I ask the Minister to take note of that: it is saying that practitioners on that PSA register should have the authority to make direct NHS referrals. If that were possible, we would bring into the service 30,000 practitioners.
Madam Deputy Speaker, I am trying to figure out how long I have been speaking for; perhaps you can guide me.
I can guide the hon. Gentleman: about 11 minutes to date, but he has taken a few interventions. Therefore, I am not compelling him to sit down, but I am sure he will conclude quite soon.
I conclude by saying that I am encouraged that Leicester’s hospitals have entered into a memorandum of understanding with the Affiliated Hospital of Nantong University in China. The agreement intends to promote co-operation on medical research, training and education between the institutions.
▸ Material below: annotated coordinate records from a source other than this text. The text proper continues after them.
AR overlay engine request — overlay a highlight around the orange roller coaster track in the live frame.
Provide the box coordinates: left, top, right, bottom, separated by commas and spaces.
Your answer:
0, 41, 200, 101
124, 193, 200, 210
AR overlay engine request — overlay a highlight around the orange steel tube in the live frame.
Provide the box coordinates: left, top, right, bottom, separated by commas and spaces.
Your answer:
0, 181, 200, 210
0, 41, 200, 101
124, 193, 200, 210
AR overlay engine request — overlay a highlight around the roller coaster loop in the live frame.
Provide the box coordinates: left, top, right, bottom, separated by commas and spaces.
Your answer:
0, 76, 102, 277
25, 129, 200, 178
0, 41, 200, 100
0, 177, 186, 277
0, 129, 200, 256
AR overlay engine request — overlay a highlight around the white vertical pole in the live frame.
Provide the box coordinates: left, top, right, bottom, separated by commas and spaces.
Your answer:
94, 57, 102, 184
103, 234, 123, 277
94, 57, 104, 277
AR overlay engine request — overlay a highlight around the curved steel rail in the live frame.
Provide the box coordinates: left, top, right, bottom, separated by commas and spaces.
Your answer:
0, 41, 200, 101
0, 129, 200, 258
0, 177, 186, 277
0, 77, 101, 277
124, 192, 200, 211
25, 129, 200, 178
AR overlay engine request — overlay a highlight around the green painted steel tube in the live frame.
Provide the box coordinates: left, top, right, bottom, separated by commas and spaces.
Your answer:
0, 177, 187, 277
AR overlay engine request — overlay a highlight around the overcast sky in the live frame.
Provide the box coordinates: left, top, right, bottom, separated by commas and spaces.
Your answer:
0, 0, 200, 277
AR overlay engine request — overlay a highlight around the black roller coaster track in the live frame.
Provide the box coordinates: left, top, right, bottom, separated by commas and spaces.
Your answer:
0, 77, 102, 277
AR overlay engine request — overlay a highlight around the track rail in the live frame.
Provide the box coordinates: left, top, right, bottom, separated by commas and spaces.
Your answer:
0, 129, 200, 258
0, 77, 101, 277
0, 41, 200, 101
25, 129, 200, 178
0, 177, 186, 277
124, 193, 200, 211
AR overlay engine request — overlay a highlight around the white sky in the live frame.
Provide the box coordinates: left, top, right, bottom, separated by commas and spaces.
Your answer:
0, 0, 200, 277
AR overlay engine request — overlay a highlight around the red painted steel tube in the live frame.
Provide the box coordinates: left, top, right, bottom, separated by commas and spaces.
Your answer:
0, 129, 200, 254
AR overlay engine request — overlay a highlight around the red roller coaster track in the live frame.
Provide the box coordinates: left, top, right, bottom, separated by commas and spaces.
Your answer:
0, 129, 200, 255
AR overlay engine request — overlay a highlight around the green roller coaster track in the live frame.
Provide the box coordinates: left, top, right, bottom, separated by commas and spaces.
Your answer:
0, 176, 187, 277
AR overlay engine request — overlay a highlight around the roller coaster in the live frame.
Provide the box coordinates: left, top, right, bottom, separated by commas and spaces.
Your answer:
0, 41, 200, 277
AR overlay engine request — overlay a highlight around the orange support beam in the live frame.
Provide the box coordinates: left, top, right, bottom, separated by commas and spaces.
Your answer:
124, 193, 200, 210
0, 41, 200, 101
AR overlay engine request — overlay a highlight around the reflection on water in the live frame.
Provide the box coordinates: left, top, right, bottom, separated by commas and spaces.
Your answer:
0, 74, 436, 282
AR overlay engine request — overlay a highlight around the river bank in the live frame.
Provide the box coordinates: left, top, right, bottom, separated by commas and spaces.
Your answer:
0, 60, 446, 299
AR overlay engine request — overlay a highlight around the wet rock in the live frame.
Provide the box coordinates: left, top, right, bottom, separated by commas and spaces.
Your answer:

I have used Chinese medicine for 20 years, and I believe—from that and from the testimonials I have received—that the use of acupuncture to increase the flow of energy in the body and the use of herbal medicine dramatically increase the sense of wellbeing of those who suffer from cancer and frequently extend their lifespan. I commend the hospitals of Leicestershire for discussing this with the authorities in China, to look at the possibility of training therapists in Chinese therapy. I rest my case.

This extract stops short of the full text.